First I have to say that what you guys have done is amazing. I’ve been playing with OpenNMT few weeks now and it works great with small datasets. Great job!
I’ve experienced few issues with bigger datasets and multi-gpu training. If these are not known issues, I can also create more detailed issues later when I’ve some time (unfortunately I forgot to copy my logs before terminating my instance). Most of these probably are not directly OpenNMT issues but maybe it makes sense to see whether there is a workaround for these.
Running train.lua with LUAJIT I got fatal errors (out of memory) from multiple threads. I guess this is the max 2gb table limit in LUAJIT but I’m far from LUA expert so this is just a guess. I’ve used AWS p2.8xlarge (a lot of memory and 8 gpu’s so hardware shouldn’t be the issue here). I read somewhere that instead of tables, you could use torch tensors which supposedly don’t have this limit.

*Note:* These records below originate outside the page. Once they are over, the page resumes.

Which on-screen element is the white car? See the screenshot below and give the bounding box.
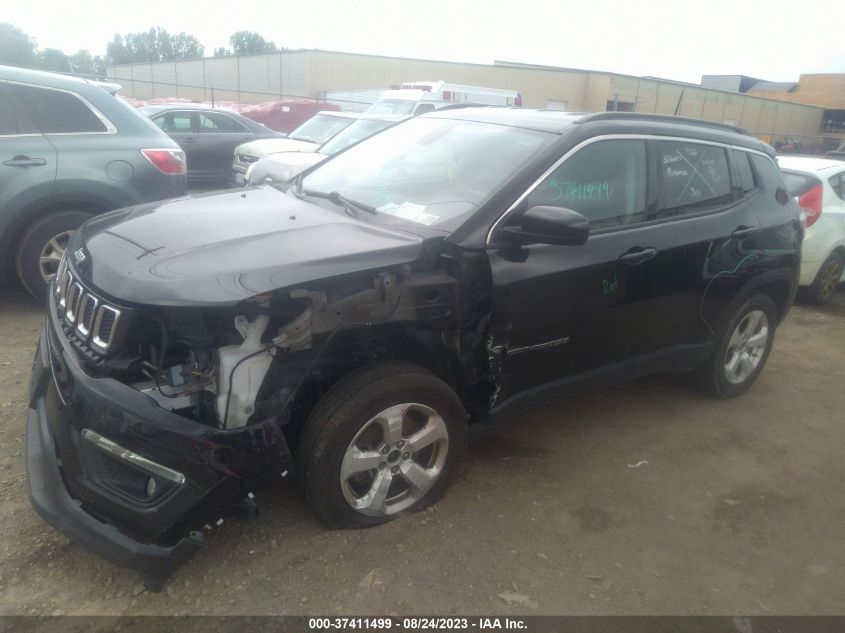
[246,114,409,185]
[778,156,845,303]
[232,110,361,186]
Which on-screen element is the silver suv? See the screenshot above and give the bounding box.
[0,66,187,299]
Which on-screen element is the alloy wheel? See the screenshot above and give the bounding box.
[340,403,449,517]
[725,310,769,385]
[38,231,73,284]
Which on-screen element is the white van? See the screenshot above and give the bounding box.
[367,81,522,115]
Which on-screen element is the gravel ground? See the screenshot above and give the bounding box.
[0,288,845,615]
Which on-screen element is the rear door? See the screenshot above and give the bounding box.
[635,138,761,373]
[0,81,57,234]
[197,112,256,178]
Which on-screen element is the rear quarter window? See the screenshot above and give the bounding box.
[9,84,108,134]
[0,83,39,136]
[657,141,733,217]
[781,170,821,198]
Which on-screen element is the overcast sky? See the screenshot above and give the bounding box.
[0,0,845,83]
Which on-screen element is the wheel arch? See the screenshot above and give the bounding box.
[737,271,797,323]
[286,323,468,450]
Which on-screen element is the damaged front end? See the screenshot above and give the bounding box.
[27,237,491,589]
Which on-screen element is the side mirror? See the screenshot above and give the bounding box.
[500,206,590,246]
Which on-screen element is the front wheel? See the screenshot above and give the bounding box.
[297,363,467,528]
[697,294,777,398]
[15,211,91,301]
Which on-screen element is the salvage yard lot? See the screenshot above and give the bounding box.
[0,288,845,615]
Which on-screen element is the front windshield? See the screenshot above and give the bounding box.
[302,118,555,228]
[317,119,396,156]
[288,114,355,145]
[367,99,417,114]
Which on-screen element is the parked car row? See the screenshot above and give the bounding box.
[0,61,843,590]
[139,103,284,182]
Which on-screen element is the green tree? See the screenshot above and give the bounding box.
[0,22,36,68]
[106,26,205,64]
[70,50,106,77]
[229,31,278,55]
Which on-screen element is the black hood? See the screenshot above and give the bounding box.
[69,187,423,306]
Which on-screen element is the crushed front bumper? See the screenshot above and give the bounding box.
[26,307,291,590]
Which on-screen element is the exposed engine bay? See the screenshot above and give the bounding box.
[80,249,492,429]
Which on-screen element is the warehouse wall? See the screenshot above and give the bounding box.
[108,51,824,137]
[748,73,845,110]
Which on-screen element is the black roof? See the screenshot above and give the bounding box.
[422,106,774,155]
[428,106,584,134]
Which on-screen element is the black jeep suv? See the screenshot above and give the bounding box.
[27,108,803,588]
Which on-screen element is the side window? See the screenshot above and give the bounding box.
[153,112,193,134]
[750,154,788,193]
[200,112,249,134]
[9,84,108,134]
[0,83,39,136]
[828,172,845,200]
[526,140,646,228]
[655,141,733,218]
[734,150,756,196]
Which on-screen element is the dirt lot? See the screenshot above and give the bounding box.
[0,288,845,614]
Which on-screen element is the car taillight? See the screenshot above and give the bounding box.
[141,149,188,174]
[798,185,822,228]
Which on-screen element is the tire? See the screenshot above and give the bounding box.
[15,211,91,301]
[798,251,845,305]
[695,293,777,398]
[297,362,467,528]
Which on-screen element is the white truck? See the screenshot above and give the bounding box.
[367,81,522,115]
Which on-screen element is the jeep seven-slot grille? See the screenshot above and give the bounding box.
[53,259,126,355]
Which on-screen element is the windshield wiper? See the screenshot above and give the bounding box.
[302,189,378,217]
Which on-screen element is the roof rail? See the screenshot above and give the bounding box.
[576,112,751,136]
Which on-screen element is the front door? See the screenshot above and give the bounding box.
[488,139,655,411]
[0,82,56,222]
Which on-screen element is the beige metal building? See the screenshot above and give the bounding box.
[108,50,823,140]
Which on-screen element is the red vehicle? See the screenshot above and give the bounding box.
[240,99,340,133]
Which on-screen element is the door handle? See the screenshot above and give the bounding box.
[3,156,47,167]
[731,226,760,240]
[619,246,657,266]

Loading model with LUA 5.2 is slow. LUAJIT is a tad faster but not enough. I’m not sure is this OpenNMT issue but it takes almost an hour to load my training model. I’m not familiar how torch / OpenNMT loads these so I have no idea whether this could be optimized. Is it possible to e.g. use multiple threads here?
Preprocessing takes also long time. I wonder could this also benefit from concurrency?
NCCL seems to require LUAJIT (I experienced this: https://github.com/ngimel/nccl.torch/issues/6) so when running with LUA 5.2, NCCL cannot be used. So I guess it’s important to get LUAJIT to work also because of this.
Unfortunately I have only little experience of LUA so I can’t provide more details. Anyway I’m able to train with LUA 5.2 and -no_nccl. I just wonder how much no_nccl slows things down?